Sete em cada dez projetos encaminhados para análise técnica da Sólida, empresa de engenharia especializada em projetos de combate e prevenção de incêndios no Brasil, apresentam erros graves de execução. O indicador interno levantado pela companhia chama atenção para um problema que pode comprometer a segurança de edificações: não basta contar com equipamentos de prevenção e combate a incêndios, é preciso garantir que todo o sistema tenha sido corretamente projetado, dimensionado e instalado.

A experiência da Sólida mostra que falhas em etapas anteriores ao funcionamento do sistema podem comprometer sua eficiência em uma situação real. Bombas, reservatórios, tubulações, alarmes, hidrantes, extintores e sprinklers exercem funções distintas, mas precisam operar de maneira coordenada. Um erro de dimensionamento, por exemplo, pode afetar pressão, vazão, alcance da água ou tempo de resposta.

Para João Paulo Soares, engenheiro especialista da Sólida, um dos principais equívocos é considerar que a presença dos equipamentos é suficiente para tornar uma edificação segura. “O cliente muitas vezes não sabe, de verdade, o que está comprando.
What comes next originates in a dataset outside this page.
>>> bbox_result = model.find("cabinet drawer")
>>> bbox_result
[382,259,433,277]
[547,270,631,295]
A proteção precisa considerar o risco da atividade, as características da edificação, a qualidade do projeto, a instalação, as certificações, a manutenção e, principalmente, a integração entre todos os sistemas”, explica.

Como reduzir erros nos projetos de prevenção contra incêndios

Segundo o especialista, o primeiro cuidado deve acontecer ainda no planejamento. A definição das soluções não pode ser feita de maneira isolada ou exclusivamente pelo preço dos equipamentos. É necessário avaliar as características da edificação, sua ocupação e a atividade desenvolvida no local para então definir quais sistemas são necessários e como devem ser dimensionados.

Outro ponto é observar as exigências aplicáveis ao empreendimento. A Lei Federal nº 13.425/2017 estabelece diretrizes gerais de prevenção e combate a incêndios, enquanto a aplicação prática envolve regulamentações estaduais, normas municipais e instruções dos Corpos de Bombeiros. Além do atendimento às exigências legais, a qualidade da instalação, as certificações e a manutenção precisam fazer parte da análise.

Também é importante entender a diferença entre os sistemas. Extintores e hidrantes, por exemplo, dependem da atuação humana, enquanto soluções automáticas, como sprinklers, podem iniciar o combate ao fogo mesmo quando não há pessoas no ambiente. Por isso, não existe uma configuração única que possa ser replicada indiscriminadamente em diferentes imóveis.

“Prevenção contra incêndios precisa ser entendida como engenharia de risco. Não adianta olhar para cada equipamento separadamente. O sistema precisa funcionar como um conjunto e estar adequado à realidade daquele empreendimento”, reforça Soares.

Prevenir custa pouco diante do investimento total da obra

Apesar da importância desses sistemas, a prevenção contra incêndios ainda é frequentemente tratada como custo e não como parte do investimento necessário para uma edificação segura. De acordo com projeção da Sólida, projetos de engenharia de incêndio eficientes representam apenas 5% do custo total de uma obra.

“Preventivo é o seguro que você paga para não usar. Quando um incêndio acontece, o prejuízo não se limita ao patrimônio físico. Ele afeta pessoas, interrompe operações, compromete contratos e pode colocar em risco a própria continuidade da empresa”, afirma o engenheiro da Sólida.